Democrats say the climate is such a dire threat that the nation cannot wait for Congress to pass a bill. They are hoping Mr. Biden moves aggressively and to go as far as he can to implement changes. 

“This isn’t something you can go back and fix with the bill in 2030,” Mr. Whitehouse said. 

Mr. Whitehouse and fellow Democratic Sen. Jeff Merkley of Oregon told reporters this week that the president should invoke his emergency authority under the Defense Production Act to ramp up a massive production of solar panels. Mr. Whitehouse said at least 40 new production plants would be needed to produce the number of solar panels needed to sufficiently cut carbon emissions. 

It’s a plan that would employ thousands of workers, Mr.
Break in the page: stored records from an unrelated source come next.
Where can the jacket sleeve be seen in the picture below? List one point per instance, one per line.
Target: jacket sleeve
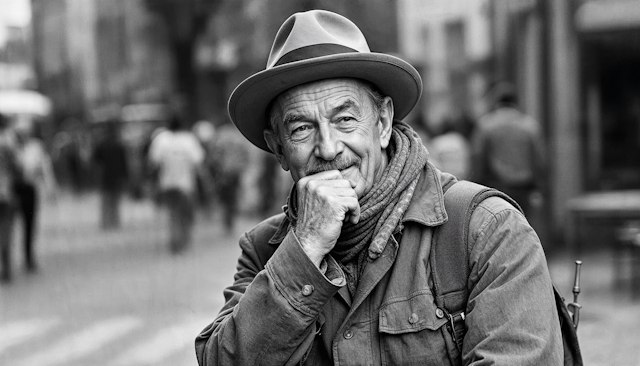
(270, 313)
(511, 314)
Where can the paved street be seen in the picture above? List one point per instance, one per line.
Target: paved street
(119, 298)
(114, 298)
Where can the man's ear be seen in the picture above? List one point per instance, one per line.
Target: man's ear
(275, 146)
(385, 122)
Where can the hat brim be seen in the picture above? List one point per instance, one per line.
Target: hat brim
(393, 76)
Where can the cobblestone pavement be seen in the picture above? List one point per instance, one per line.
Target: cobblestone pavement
(119, 298)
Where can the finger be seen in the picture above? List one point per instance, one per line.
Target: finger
(354, 215)
(351, 209)
(325, 175)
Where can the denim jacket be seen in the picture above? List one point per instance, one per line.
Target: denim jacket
(283, 310)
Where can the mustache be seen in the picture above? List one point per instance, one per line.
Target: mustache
(319, 165)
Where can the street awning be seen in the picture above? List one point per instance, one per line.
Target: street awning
(608, 15)
(24, 102)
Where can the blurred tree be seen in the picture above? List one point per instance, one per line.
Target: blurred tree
(186, 20)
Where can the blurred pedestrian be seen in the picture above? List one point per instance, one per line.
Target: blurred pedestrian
(349, 273)
(232, 157)
(37, 177)
(205, 131)
(268, 185)
(110, 158)
(178, 157)
(450, 151)
(508, 151)
(10, 173)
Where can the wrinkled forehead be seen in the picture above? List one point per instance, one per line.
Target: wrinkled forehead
(319, 91)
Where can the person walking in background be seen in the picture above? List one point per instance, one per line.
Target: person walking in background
(450, 151)
(205, 131)
(110, 158)
(345, 275)
(231, 159)
(37, 177)
(10, 173)
(178, 156)
(508, 150)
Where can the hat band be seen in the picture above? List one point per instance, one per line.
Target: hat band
(313, 51)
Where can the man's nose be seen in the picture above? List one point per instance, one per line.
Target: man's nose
(328, 146)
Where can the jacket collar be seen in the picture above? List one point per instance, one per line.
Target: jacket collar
(426, 206)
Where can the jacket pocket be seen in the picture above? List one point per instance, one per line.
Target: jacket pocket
(410, 331)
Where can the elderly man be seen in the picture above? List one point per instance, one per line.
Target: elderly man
(343, 277)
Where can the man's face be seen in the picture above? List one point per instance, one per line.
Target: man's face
(332, 124)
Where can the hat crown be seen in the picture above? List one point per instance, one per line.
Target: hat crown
(315, 33)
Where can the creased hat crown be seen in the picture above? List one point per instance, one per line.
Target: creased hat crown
(312, 46)
(315, 33)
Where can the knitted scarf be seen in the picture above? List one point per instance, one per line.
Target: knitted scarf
(382, 208)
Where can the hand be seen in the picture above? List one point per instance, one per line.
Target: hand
(325, 201)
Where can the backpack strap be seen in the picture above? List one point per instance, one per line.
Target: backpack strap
(449, 245)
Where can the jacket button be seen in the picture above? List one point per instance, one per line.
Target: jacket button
(413, 318)
(307, 290)
(348, 334)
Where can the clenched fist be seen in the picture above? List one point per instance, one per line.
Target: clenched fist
(325, 201)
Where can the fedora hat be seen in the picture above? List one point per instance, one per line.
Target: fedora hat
(316, 45)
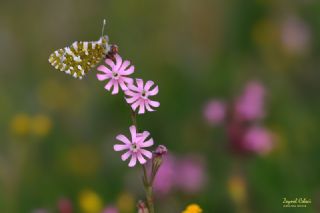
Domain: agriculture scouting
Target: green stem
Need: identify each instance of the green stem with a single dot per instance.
(146, 183)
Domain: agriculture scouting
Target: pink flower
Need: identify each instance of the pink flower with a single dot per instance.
(258, 140)
(116, 74)
(214, 112)
(250, 105)
(110, 209)
(134, 146)
(164, 180)
(65, 206)
(139, 96)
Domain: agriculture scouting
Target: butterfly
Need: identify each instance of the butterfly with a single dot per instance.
(80, 57)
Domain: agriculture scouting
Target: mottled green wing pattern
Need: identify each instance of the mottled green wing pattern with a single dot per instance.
(78, 59)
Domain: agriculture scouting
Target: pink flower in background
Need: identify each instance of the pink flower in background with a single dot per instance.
(165, 178)
(214, 112)
(258, 140)
(65, 206)
(190, 175)
(116, 74)
(110, 209)
(135, 146)
(250, 105)
(40, 211)
(186, 174)
(139, 96)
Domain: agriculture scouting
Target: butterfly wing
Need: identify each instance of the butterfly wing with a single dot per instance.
(78, 59)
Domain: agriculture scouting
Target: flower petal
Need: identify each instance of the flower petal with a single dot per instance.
(120, 147)
(154, 91)
(144, 135)
(147, 143)
(128, 71)
(141, 108)
(118, 62)
(135, 105)
(123, 139)
(128, 80)
(149, 108)
(102, 77)
(123, 85)
(141, 158)
(148, 85)
(115, 88)
(109, 85)
(124, 66)
(110, 63)
(154, 103)
(130, 93)
(133, 131)
(133, 161)
(132, 99)
(146, 153)
(104, 69)
(140, 84)
(134, 88)
(126, 155)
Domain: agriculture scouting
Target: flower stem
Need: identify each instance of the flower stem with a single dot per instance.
(146, 182)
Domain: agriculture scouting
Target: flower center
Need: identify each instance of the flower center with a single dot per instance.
(115, 75)
(144, 94)
(134, 147)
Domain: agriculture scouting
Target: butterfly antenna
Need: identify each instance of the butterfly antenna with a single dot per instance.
(103, 25)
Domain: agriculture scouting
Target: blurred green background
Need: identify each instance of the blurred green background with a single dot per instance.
(57, 132)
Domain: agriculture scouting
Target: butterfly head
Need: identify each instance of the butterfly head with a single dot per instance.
(104, 41)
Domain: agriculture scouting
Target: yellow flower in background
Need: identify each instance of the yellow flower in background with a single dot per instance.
(193, 208)
(90, 202)
(40, 125)
(126, 203)
(23, 124)
(20, 124)
(82, 160)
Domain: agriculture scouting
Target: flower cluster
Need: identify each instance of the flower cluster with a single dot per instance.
(138, 94)
(242, 120)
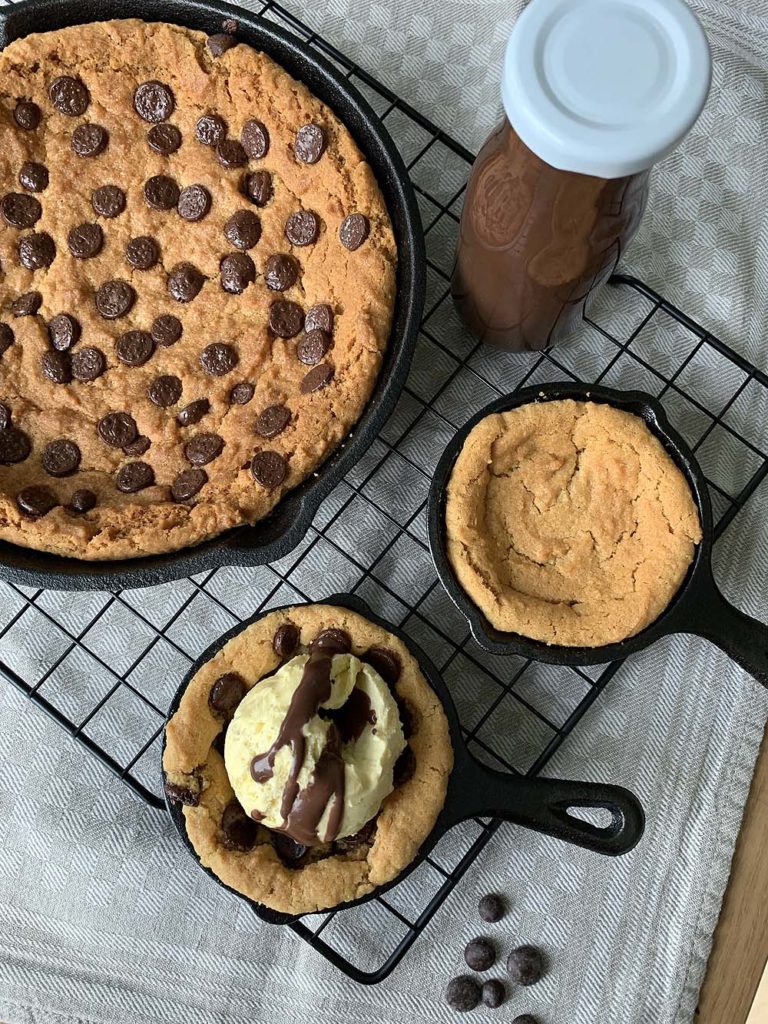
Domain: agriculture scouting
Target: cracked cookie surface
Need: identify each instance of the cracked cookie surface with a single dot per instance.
(568, 522)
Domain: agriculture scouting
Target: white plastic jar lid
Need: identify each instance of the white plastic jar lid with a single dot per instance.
(605, 87)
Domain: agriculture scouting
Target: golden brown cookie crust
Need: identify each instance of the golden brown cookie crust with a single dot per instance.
(113, 58)
(568, 522)
(407, 817)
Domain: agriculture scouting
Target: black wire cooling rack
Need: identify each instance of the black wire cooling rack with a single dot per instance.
(105, 665)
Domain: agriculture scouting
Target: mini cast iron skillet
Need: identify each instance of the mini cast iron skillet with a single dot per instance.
(276, 536)
(698, 606)
(541, 804)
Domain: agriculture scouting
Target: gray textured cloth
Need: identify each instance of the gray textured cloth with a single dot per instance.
(103, 918)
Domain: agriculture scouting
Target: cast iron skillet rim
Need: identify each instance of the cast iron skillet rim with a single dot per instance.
(240, 546)
(672, 620)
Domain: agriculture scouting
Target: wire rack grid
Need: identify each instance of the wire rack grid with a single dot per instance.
(105, 665)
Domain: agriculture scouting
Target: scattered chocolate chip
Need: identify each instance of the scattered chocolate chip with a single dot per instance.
(302, 227)
(194, 413)
(258, 187)
(268, 469)
(237, 271)
(309, 144)
(27, 115)
(281, 271)
(61, 458)
(142, 253)
(525, 966)
(286, 640)
(20, 210)
(64, 331)
(463, 993)
(317, 378)
(134, 476)
(56, 367)
(134, 348)
(353, 231)
(117, 429)
(115, 299)
(184, 283)
(154, 101)
(88, 365)
(108, 201)
(85, 241)
(69, 95)
(204, 449)
(33, 177)
(166, 330)
(187, 484)
(164, 139)
(36, 501)
(89, 140)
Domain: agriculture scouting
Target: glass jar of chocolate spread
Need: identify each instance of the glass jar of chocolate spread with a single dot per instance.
(594, 92)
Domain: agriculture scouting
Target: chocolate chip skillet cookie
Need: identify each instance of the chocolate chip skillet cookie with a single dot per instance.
(196, 291)
(312, 759)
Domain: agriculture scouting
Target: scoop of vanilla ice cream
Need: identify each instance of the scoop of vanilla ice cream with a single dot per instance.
(369, 753)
Whitehouse said, akin to the World War II production of military aircraft and other equipment that helped the United States and the Allied forces defeat the Axis powers.

“Rosie the solar riveter,” Mr. Whitehouse quipped, referring to the women who helped build World War II machinery.

Mr. Whitehouse also wants the president to announce new carbon regulations for autos, trucks and industrial plants as well as implement a carbon border tariff, which would tax imports based on the amount of carbon emissions produced in making the product. 

Democrats also want Mr. Biden to pursue litigation against oil companies, akin to the government’s historic lawsuit against Big Tobacco.

“That seems to me to be a pretty good model for investigating whether such a case could be brought against the decades of misrepresentation by the fossil fuel industry, and its armada of phony front groups,” Mr. Whitehouse said.

Mr. Schumer said the Senate is not giving up on green energy legislation despite Mr. Manchin’s resistance.

Democrats would need all 50 party lawmakers, including Mr. Manchin, to advance a green energy bill using a budgetary tactic that would circumvent a GOP filibuster. 

“We are going to keep fighting on climate,” Mr. Schumer said. “It’s very, very important. It’s an existential threat to the globe. We’re urging the administration to do things that it can do administratively, and we’re going to look at everything that we can do.”